Washington: The new Return Review Program (RRP) being tested by the Internal Revenue Service (IRS) is enhancing the identification of tax return fraud, but system security needs improvement.
That is the conclusion of a new report publicly released today by the Treasury Inspector General for Tax Administration (TIGTA).
Tax fraud is a major challenge for the IRS. The IRS chartered the initiation of the RRP in 2009 to replace the Electronic Fraud Detection System (EFDS). Development of the RRP entered a strategic pause in January 2014 to allow the IRS time to evaluate the performance and design of the parallel processing database and to revisit strategic business fraud detection goals. The objective of the audit was to determine if the RRP effectively meets requirements and identifies fraudulent tax returns.
TIGTA found that during an IRS pilot, the RRP models flagged potential identity theft fraud not detected by the EFDS models. During a 32 day test, the RRP Identity Theft Model identified 51,946 returns as potential identity theft cases. The IRS confirmed that 41,311 of those returns involved identity theft. Of the confirmed identity theft cases, the IRS determined that 10,348 cases (25 percent) totaling $43 million in refunds were not detected by the EFDS or the Dependent Database.
In addition, IRS tests showed that eight million returns a day can be loaded to the RRP database as required. For example, over a one-week period the RRP consistently loaded between seven million and nine million returns a day.
However, the IRS classified the RRP as a Level 3 system (an information resource instead of a major system). Because the RRP was classified as a Level 3 Federal Information Security Management Act system, RRP-specific security issues may not be effectively addressed. In addition, identified security vulnerabilities were not remediated.
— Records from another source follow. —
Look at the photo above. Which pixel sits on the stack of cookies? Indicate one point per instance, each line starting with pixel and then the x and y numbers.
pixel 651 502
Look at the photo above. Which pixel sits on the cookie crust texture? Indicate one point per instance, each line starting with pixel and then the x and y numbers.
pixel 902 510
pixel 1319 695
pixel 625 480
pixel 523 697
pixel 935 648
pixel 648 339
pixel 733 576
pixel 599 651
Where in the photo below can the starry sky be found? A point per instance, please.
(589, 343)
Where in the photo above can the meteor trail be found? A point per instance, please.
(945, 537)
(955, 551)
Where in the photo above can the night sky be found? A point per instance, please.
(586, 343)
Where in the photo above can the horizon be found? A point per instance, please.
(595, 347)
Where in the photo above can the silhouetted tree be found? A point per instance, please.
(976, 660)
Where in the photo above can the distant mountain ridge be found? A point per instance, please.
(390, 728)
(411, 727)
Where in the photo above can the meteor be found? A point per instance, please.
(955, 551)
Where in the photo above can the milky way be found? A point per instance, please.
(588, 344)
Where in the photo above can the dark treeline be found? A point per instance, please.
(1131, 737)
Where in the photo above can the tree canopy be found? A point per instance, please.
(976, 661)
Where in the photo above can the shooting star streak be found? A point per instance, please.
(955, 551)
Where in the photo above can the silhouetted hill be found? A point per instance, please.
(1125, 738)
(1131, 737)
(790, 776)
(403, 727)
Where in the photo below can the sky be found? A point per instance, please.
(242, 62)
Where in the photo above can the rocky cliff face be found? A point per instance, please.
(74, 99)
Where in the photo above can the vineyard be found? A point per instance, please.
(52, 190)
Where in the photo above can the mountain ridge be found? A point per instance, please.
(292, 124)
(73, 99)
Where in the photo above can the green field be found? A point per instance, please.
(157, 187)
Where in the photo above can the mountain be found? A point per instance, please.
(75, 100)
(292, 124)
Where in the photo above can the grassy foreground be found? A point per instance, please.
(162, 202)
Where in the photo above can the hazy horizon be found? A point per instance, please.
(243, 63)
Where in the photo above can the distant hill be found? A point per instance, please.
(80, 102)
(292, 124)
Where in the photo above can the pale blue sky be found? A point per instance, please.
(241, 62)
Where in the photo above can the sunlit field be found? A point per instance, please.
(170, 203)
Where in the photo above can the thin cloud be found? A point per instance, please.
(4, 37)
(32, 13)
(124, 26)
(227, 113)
For example, the October 2014 network scans identified two RRP servers that were still vulnerable to the Heartbleed bug six months after the vulnerability was announced.
“The RRP test results show potential improvements in the IRS approach to prevent, detect, and resolve pre-refund tax fraud,” said J. Russell George, Treasury Inspector General for Tax Administration. “While these potential improvements are encouraging, the IRS must also ensure the system is properly classified and meets security requirements.”
TIGTA recommended that the Chief Technology Officer ensure that: 1) IRS personnel completing the Federal Information Security Management Act system classifications are familiar with the Act’s requirements; 2) the validation of system classification and reclassification is discussed, reviewed, and documented during the biweekly cybersecurity management meeting; and 3) all critical and high-risk RRP vulnerabilities are resolved.
The IRS agreed with TIGTA’s three recommendations. It plans to brief personnel on the Federal Information Security Management Act requirements for each level of classification; enhance its current process for the validation of system classification and reclassification as discussed, reviewed, and documented during the biweekly management meeting; and focus on resolving the critical vulnerabilities in production and then the lower environments.